The Conservatives have a blind spot for the serial failings of private enterprise, and their pals in the CBI and free-market pressure groups are hardwired to bristle at employment law and workers’ rights.
We should never forget that Brexit was not simply about “taking back control” and returning to some prelapsarian England, it was about escaping from the EU’s labour laws and the wealth transparency that Brussels was insisting on.
With Scotland’s political future hinging on constitutional change, we can be easily seduced into the belief that the Conservatives are by-and-large a Unionist party, thus underplaying the deep free-market instincts that lurk at their heart.

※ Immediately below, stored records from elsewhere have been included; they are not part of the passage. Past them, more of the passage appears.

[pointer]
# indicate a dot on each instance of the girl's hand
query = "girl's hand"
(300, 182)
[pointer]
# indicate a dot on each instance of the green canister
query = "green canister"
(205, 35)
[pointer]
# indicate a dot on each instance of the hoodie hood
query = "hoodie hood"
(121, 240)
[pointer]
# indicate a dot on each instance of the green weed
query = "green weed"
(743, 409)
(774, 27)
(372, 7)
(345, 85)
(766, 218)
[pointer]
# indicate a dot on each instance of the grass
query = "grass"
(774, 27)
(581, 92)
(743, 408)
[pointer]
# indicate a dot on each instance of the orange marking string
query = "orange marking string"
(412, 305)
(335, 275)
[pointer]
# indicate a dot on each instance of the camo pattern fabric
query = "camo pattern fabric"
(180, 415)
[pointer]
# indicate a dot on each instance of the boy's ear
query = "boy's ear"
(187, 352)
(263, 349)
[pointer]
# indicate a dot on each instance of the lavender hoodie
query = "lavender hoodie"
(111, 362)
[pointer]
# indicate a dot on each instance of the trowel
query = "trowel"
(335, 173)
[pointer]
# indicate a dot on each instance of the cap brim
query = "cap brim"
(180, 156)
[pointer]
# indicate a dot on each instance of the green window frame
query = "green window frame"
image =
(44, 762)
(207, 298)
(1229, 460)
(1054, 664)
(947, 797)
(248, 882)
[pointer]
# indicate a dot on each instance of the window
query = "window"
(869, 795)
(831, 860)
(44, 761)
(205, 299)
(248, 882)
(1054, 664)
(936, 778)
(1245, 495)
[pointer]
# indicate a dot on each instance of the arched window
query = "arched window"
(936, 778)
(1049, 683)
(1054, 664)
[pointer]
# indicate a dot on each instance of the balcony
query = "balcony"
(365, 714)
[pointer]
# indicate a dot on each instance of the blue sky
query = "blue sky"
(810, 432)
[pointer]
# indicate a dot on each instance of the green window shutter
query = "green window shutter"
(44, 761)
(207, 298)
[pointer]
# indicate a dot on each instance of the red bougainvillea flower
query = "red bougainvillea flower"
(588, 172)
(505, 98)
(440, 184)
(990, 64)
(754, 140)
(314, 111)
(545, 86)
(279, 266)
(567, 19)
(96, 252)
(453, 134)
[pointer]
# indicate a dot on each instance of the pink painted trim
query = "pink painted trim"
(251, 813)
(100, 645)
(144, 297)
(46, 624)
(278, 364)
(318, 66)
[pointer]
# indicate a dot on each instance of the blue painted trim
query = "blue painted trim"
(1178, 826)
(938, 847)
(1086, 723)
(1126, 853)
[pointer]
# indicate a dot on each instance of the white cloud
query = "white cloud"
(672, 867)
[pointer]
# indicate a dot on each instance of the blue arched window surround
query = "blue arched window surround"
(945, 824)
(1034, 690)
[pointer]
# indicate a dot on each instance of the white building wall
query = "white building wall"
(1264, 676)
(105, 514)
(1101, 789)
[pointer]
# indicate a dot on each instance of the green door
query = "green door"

Only last week we were treated to one of the great employment hypocrisies of our time. P&O ferries engaged in a cruelly contrived fire and re-hire scheme which made widespread redundancies, and then employed replacement staff on worse conditions. Some 800 crew members were told they were surplus to requirements and being let go with immediate effect, only to be replaced with agency workers.
Shapps, the modern personification of ineffectiveness sent a virtue signally tweet to the CEO of P&O chastising the company, such was its power and relevance it was sent to the wrong guy, someone who had retired many moons ago.
In a brilliantly crafted critique of P&O the Liverpool writer Frank Cottrell Boyce, described a picket-line protest at Dover, in which he flamed the Tory MP for Dover, Natalie Elphicke, who “went down to the port to protest. Like your neighbourhood arsonist offering you a flask of tea over the smoking ruins of your house”.
Elphicke’s visit was empty showboating. She was met with shouts of “shame on you” from the sacked workers at least some of whom knew she had previously abstained rather than backing a Labour-led bill that would outlaw the hire-and-fire policies that P&O had deployed.
The Tories lined up like sheep to vote against workers’ rights. They always have done and they always will.